Auch dieses Jahr waren wir wieder "Christmas Tree Hunting"
mit dem Kinsmen Club, leider hatte es dieses Jahr zum ersten Mal
zuwenig Schnee um mit dem Hundeschlitten Rundfahrten fuer die Kleinen
zu machen. Dafuer haben wir auch dieses Jahe wieder einen schoenen
Christbaum gefunden.
Ueber Weihnachten sind wir fast nie zuhause, heute Abend sind wir
bei Freys zu einem Kaese-Fondue eingeladen, fast wie in der Schweiz!
Morgen, wenn die Kanadier eigentlich Weihnachten feiern, sind wir
bei Ken & Kathy zum traditionellen Turkey Dinner eingeladen,
ich weiss jetzt schon, dass ich wieder viel zu viel essen werde.

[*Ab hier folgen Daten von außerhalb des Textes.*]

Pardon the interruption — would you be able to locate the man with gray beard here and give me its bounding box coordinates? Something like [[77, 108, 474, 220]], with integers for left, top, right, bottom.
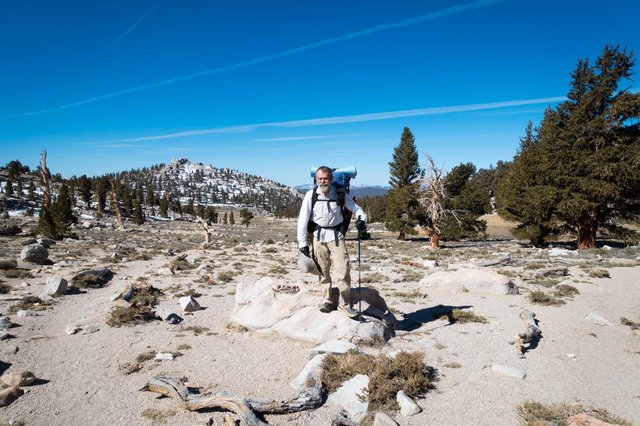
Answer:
[[297, 166, 366, 318]]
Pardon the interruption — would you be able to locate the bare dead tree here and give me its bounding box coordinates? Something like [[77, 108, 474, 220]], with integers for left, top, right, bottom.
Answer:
[[40, 151, 51, 209], [110, 180, 124, 229], [418, 154, 460, 248]]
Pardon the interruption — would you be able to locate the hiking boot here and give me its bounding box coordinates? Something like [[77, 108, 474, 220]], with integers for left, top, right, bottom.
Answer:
[[319, 302, 336, 314], [338, 305, 359, 318]]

Und dann ist da noch der "EGG NOG", das traditionelle
Weihnachtsgetraenk, eine Mischung aus Eierlikoer und Vanillesauce
(oder so aehnlich) und total sueffig! Man kann auch noch Rum dazufuegen,
dann wird es erst recht sueffig, das Schlechte daran ist, es hat
viel zuviel Kalorien un zwei drei Glaeser davon ist wahrscheinlich
schon soviel wie ein ganzes Essen.
Wenn wir Glueck haben schneit es ja vielleicht noch in den naechsten
Tagen, dann koennen wir mit den Jungs und dem Schlitten noch in
die Berge zwischen Weihnacht und Neujahr.
An Kathrine's Arbeitsplatz konnten die Angestellten letzten Monat
guenstig Fleisch kaufen und am Abend kam Kathrine dann mit einem
Mocken Hackfleisch und 2Kg Rindsfilet (fuer $40) nachhause.